Выпив, Веня приготовился рассказывать дальше, однако, как всегда после третьего тоста «за любовь», внутри соседа словно бы что-то щелкнуло, и запустился извечный монолог. Чаще всего он начинался с царя Петра, который окно в Европу, к сожалению, должным образом не дорубил.
Так было и теперь.
— Жалко, — сказал сосед, — что до этой твоей Барселоны Петр так и не доехал, когда в Европе бывал. Чувствую, в этой Барселоне нам тоже есть чему поучиться.
Веня вздохнул. Ясно было, что дальше сосед будет говорить один. И покинуть его общество под благовидным предлогом было в данный момент невозможно, поскольку не он, Веня, пребывал в гостях у Алексея Васильевича, а наоборот.
Но можно было углубиться в собственные мысли. Хотя бы вспоминать прекрасную Барселону и страну Каталонию про себя, пропуская поток сознания соседа мимо ушей. На Алексея Васильевича, когда тот был увлечен собой, можно было даже и не смотреть.

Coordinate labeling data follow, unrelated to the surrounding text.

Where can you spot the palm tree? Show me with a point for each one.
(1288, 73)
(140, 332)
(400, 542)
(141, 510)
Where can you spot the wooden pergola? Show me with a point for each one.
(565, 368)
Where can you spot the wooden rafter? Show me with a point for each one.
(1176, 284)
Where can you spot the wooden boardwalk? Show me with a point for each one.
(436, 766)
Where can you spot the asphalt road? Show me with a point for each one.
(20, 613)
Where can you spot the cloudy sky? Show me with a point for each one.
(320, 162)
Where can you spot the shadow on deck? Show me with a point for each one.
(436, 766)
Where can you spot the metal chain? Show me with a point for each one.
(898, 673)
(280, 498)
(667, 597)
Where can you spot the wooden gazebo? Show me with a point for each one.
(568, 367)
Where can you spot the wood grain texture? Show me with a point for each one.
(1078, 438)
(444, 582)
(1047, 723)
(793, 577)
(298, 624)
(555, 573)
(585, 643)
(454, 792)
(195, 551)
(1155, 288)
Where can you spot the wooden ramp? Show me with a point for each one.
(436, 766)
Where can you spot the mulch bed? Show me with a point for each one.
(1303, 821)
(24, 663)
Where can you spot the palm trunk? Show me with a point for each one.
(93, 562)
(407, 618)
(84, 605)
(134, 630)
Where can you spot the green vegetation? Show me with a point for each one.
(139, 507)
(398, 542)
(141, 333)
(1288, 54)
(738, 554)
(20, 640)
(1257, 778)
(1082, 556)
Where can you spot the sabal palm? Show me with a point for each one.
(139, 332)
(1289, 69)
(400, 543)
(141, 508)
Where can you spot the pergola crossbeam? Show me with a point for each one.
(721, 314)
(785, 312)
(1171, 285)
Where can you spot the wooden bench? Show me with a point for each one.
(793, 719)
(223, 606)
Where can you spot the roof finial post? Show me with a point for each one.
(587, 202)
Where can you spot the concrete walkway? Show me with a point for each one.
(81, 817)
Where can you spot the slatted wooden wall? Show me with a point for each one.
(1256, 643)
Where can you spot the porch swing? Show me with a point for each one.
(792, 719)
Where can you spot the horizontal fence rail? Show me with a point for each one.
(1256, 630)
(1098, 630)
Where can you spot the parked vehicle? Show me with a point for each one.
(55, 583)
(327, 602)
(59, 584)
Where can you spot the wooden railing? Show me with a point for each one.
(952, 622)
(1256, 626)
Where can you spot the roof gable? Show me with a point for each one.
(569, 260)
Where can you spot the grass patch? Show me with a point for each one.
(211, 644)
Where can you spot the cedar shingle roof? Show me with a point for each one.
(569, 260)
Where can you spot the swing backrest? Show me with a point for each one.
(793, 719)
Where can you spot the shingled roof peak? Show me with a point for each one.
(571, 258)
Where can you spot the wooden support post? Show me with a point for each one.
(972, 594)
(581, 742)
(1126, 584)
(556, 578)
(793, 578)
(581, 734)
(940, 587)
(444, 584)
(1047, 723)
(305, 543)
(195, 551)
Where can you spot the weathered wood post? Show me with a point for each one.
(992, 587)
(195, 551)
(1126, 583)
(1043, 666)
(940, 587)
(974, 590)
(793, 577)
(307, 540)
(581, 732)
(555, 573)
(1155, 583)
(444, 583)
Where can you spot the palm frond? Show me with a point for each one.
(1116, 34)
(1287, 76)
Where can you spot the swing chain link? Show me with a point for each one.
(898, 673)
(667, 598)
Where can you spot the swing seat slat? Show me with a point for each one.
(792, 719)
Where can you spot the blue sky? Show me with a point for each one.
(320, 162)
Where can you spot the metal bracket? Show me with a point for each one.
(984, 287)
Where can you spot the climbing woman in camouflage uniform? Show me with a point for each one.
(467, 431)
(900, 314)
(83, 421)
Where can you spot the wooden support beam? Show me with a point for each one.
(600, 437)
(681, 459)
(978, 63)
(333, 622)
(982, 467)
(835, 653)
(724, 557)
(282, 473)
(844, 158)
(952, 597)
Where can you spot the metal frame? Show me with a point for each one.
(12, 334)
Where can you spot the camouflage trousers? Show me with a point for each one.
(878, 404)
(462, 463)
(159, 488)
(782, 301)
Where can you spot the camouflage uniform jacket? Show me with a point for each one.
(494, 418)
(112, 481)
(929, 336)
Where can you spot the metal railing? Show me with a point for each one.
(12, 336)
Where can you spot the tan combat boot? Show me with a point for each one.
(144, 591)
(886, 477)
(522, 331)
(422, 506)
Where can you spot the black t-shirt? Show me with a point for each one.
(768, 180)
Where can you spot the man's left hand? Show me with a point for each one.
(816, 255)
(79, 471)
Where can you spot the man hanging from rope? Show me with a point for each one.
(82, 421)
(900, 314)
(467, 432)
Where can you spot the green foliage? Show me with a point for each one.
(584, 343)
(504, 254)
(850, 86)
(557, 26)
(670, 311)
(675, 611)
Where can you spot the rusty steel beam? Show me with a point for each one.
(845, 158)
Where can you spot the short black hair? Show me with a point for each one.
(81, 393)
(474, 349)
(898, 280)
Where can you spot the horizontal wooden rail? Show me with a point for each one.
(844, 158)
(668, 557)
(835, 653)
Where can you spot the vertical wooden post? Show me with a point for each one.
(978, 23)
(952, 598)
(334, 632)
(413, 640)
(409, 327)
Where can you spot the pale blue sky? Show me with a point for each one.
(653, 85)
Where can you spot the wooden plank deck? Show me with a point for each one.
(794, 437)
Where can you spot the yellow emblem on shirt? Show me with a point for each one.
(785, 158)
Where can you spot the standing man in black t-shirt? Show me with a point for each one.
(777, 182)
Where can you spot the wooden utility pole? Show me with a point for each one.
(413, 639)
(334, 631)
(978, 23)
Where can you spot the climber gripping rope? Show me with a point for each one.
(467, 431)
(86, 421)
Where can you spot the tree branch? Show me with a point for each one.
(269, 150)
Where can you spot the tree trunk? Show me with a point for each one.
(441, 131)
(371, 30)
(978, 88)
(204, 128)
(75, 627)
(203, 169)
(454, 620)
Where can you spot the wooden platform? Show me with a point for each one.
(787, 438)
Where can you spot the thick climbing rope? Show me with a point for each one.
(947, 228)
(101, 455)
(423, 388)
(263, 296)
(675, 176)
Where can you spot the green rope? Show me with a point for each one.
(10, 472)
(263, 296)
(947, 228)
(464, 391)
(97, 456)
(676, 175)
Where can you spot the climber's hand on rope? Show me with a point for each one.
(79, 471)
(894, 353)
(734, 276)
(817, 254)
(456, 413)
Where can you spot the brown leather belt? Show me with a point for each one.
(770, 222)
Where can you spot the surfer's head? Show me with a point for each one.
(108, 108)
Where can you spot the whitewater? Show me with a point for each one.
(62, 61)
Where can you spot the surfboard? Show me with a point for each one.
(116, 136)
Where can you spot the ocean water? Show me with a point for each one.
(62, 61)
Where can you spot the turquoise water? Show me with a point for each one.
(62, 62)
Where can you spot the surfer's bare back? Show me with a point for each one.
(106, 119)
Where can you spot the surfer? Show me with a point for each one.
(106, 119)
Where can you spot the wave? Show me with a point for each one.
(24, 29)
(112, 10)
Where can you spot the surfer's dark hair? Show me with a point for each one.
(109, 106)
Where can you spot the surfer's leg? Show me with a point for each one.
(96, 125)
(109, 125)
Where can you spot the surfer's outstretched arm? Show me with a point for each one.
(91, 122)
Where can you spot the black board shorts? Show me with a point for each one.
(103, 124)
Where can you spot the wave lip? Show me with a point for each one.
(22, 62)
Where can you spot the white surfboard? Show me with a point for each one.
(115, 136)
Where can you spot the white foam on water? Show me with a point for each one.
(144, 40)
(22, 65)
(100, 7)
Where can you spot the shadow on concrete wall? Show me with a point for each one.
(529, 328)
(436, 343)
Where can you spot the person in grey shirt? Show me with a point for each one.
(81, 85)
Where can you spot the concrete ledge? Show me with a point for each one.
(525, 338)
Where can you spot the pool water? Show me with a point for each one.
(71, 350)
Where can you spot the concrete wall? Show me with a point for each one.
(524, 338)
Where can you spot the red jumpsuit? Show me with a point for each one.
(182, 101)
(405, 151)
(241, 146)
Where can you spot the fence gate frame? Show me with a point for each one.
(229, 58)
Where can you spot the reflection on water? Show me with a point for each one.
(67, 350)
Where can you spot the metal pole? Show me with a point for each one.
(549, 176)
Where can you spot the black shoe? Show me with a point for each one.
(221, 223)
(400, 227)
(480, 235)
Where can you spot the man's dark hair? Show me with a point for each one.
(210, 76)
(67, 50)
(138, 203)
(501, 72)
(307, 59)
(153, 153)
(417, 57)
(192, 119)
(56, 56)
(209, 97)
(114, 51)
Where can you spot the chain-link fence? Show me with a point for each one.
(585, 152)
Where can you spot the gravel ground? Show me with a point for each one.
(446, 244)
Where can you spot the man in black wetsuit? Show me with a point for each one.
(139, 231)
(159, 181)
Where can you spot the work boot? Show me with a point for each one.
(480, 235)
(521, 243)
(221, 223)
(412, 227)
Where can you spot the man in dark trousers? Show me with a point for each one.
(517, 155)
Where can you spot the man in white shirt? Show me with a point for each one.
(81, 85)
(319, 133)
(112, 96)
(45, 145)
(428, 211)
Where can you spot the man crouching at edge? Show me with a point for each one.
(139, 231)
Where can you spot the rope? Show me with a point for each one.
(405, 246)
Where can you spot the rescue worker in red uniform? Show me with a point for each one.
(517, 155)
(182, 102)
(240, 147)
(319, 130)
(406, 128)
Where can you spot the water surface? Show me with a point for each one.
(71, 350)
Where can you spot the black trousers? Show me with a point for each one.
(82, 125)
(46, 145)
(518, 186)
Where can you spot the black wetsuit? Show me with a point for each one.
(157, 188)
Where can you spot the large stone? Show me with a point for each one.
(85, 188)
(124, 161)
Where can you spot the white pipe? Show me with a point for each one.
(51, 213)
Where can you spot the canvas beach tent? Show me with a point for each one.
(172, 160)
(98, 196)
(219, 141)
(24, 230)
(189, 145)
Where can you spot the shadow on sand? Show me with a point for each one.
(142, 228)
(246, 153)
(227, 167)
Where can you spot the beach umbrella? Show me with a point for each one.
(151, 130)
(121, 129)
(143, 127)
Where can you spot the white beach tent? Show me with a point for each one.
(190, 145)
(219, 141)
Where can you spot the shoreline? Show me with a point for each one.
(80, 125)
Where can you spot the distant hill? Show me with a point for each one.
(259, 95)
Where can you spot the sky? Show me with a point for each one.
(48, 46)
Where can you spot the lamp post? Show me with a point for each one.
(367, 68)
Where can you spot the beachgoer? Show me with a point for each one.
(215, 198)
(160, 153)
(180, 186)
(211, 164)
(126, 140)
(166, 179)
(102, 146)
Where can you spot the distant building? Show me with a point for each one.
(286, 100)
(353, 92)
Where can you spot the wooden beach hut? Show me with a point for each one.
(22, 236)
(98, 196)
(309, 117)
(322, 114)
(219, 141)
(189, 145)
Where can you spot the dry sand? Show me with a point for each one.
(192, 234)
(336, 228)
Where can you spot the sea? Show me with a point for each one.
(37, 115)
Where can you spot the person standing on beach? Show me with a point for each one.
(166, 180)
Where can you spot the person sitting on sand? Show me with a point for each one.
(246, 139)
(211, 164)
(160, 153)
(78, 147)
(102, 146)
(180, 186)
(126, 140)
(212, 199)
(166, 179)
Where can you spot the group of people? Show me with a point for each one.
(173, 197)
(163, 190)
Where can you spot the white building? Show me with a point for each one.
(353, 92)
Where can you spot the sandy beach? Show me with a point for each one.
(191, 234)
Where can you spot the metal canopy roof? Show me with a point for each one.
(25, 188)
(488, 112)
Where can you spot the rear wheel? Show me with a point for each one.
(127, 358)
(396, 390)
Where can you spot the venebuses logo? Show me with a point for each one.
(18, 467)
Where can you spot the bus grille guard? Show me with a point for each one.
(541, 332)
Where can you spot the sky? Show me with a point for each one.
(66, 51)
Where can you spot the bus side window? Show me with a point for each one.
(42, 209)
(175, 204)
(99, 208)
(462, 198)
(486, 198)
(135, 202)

Машинально Веня окинул взглядом комнату.
А в следующую секунду он резко выпрямился и машинально протер глаза.
Да и было отчего.
На том столе, где стоял телефон, случилось чудо — прямо из воздуха, из ничего, вдруг возник маленький человечек, размером с куклу, одетый в светло-синие джинсы и красную футболку. Голову его венчала густая копна желто-соломенных волос, а лицо было слегка вытянуто вперед, отчего в нем проглядывало что-то лисье.
Первое, что сделал человечек, так это потрогал ногой телефон и обвел задумчивым взглядом комнату.